Render/Update Threads

blahblahblahh · January 9, 2005, 6:01pm

Except that most games don’t do this, and most AI algorithms are specifically designed (or tweaked from their original, non-gaming, versions) not to do this.

So, “needs” is not quite the right word :).

I’m a fan of QoS processing for games, so I rather like the AI algorithms designed to be multipass or time-limited (i.e. so that you can control to some extent from wihtin the main game-loop how much time the AI code will spend executing, responding in real time to peaks and troughs in the frame rate creation time).

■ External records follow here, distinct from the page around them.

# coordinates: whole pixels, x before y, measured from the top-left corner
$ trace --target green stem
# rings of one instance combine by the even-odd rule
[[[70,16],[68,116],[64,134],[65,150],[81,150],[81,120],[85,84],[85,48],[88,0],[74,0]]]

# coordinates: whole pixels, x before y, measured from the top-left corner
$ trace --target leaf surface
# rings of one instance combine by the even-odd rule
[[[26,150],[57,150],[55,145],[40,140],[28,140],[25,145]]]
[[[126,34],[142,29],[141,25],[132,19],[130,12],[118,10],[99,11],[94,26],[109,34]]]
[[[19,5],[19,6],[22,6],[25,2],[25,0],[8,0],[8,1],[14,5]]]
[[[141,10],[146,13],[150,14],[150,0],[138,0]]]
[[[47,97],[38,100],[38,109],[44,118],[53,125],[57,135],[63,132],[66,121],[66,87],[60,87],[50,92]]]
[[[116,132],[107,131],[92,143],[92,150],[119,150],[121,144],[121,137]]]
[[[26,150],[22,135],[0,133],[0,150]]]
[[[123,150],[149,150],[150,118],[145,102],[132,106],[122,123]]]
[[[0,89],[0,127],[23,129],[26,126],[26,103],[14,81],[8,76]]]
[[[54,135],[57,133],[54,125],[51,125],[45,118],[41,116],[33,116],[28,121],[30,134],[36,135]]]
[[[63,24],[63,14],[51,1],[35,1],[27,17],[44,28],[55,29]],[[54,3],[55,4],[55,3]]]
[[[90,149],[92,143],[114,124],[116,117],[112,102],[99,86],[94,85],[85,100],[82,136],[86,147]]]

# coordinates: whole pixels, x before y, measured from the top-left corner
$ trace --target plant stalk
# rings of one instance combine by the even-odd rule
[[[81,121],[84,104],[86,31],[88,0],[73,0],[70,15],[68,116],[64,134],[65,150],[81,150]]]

To be honest, Java’s threading API’s are far too weak to do what you suggest IMHO, and the same is true for vanilla native threading, unless you don’t mind writing a differnt version of your game for each different OS version (cos they keep changing from version to version). This is one of the other reasons why single-threaded games dev is the norm: threading API’s are very poor in general, in terms of expressive power, with far too little control of the scheduler.

For instance, there’s no API call for me to say “The AI thread should be given between X ms and Y ms every Z ms, except when the frame-render thread has used more than P ms in the current frame or more than Q ms total over the 3 previous frames”. (note: this is the kind of logic that the scheduler has internally, it’s just that the OS doesn’t expose it to you as a programmer. There are some funky cool OS’s that do expose it, in great detail, and I love them, but … they’re research OS’s, or ultra-niche embedded systems, etc)

Which is exactly the kind of logic you need to do. The expressivity of plain threading API’s is way too poor. There are plenty of threading API’s that do provide this level of support, for specialized niches, but IIRC none of them are mainstream yet (please someone correct me if I’m wrong here; it’s been a while since I checked what standard threading API’s were). Given the amount of interest in recent years in massively improving linux’s threading systems, there’s a possibility that some big leaps could be about to appear. But…who cares until it’s also there on windows?

princec · January 10, 2005, 12:41pm

Like I keep trying to explain to people over and over again, threads are an operating system concept designed to keep processors busy when they are waiting for I/O to complete. They’re not for scheduling tasks, for which you either need: a RTOS and appropriate APIs (JSR001?); or algorithms designed to work in sequential steps.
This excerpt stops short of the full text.